The great Neolithic1 henge the Ring of Brodgar2 stands sentinel on a slightly sloping isthmus, between the two largest lochs in Orkney. Its remaining upright stones stand in sharp juxtaposition to the smooth and rolling Orkney landscape around them. The area is illuminated, even on the gloomiest day, and for many visitors there is an indefinable spiritual nature about the place.

There are views of much of the central part of Mainland Orkney from the Ring, as well as other Neolithic structures, such as the tomb of Maes Howe, the Neolithic village of Barnhouse, and the scanty remains of another henge, the Stones of Stenness.

Where is the Ring of Brodgar?

It lies west of the B9055 on Mainland Orkney, between the Lochs of Stenness and Harray, OS Ref HY2941343. The visitor car park is on the east of the road, opposite the Ring itself. It is owned and managed by Historic Scotland and entrance is free, although there is a donations box by the kissing gate from the road. There are a couple of interpretive panels on display to help visitors understand what little we know about the ring and to set it in the context of the other great Neolithic monuments in the area: Maes Howe and Skara Brae.

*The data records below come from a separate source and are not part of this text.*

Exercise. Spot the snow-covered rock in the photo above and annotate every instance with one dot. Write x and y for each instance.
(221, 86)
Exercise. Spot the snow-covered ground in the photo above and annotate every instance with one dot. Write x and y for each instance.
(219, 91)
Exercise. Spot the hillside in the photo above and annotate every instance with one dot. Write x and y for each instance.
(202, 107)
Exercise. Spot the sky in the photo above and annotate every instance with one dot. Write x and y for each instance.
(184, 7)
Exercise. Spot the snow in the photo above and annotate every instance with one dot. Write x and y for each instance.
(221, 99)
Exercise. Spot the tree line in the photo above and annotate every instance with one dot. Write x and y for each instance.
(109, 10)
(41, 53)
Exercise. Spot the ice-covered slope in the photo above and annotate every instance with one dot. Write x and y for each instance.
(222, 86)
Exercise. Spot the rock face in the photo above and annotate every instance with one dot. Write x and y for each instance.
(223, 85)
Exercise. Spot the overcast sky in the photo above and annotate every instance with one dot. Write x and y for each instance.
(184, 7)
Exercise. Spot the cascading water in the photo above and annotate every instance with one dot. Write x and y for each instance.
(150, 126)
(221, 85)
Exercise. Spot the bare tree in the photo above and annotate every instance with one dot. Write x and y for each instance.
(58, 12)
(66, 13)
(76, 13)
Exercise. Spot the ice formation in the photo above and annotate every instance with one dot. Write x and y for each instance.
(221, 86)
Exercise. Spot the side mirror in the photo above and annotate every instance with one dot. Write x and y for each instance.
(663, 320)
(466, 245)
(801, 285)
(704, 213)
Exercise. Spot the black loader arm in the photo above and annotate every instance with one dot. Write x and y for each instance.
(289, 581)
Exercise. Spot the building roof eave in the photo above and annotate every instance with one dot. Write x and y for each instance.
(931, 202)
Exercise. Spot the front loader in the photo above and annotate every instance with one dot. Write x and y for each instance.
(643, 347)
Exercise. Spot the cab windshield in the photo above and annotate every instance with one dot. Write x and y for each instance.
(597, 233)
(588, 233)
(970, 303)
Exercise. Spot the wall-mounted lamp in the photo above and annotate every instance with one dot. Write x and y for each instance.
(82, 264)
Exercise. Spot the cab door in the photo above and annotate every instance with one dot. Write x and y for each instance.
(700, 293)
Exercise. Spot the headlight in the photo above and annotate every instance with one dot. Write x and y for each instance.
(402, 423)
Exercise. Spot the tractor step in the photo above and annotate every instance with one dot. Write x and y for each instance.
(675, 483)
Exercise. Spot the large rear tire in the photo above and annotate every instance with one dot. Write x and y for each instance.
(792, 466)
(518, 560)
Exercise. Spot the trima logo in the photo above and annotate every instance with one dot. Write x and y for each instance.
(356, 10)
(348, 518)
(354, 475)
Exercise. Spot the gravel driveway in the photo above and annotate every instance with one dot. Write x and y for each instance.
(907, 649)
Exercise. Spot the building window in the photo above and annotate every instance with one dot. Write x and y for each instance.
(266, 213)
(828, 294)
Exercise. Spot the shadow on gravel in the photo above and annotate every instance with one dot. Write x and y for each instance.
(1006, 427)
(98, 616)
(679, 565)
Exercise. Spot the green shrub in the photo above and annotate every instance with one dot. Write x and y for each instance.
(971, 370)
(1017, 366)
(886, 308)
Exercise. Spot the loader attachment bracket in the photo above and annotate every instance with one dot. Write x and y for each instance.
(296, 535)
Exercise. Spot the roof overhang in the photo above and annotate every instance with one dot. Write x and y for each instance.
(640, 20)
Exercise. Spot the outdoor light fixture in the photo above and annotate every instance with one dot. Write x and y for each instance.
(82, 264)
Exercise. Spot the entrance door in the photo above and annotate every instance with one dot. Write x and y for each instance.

The builders of the Ring of Brodgar chose a dramatic site on a gentle east-facing slope with views of water from every point, on a narrow neck of land known as the Ness of Brodgar. The Ring of Brodgar was probably part of an enormous Neolithic circle complex, which included another henge to the north-west known as the Ring of Bookan, now no longer visible, and a ring based on the Stones of Stenness which lie about 1km, or 0.6 mile, to the east of the Ring of Brodgar.

What is a Henge?

Henges are an entirely British phenomenon, dating from approximately 3000BC and occurring as far apart as Cornwall and Orkney. They consist of a circular or oval bank with a ditch on the inside and one or two entrance causeways. Usually they contain a circle of standing stones, although occasionally they are timber.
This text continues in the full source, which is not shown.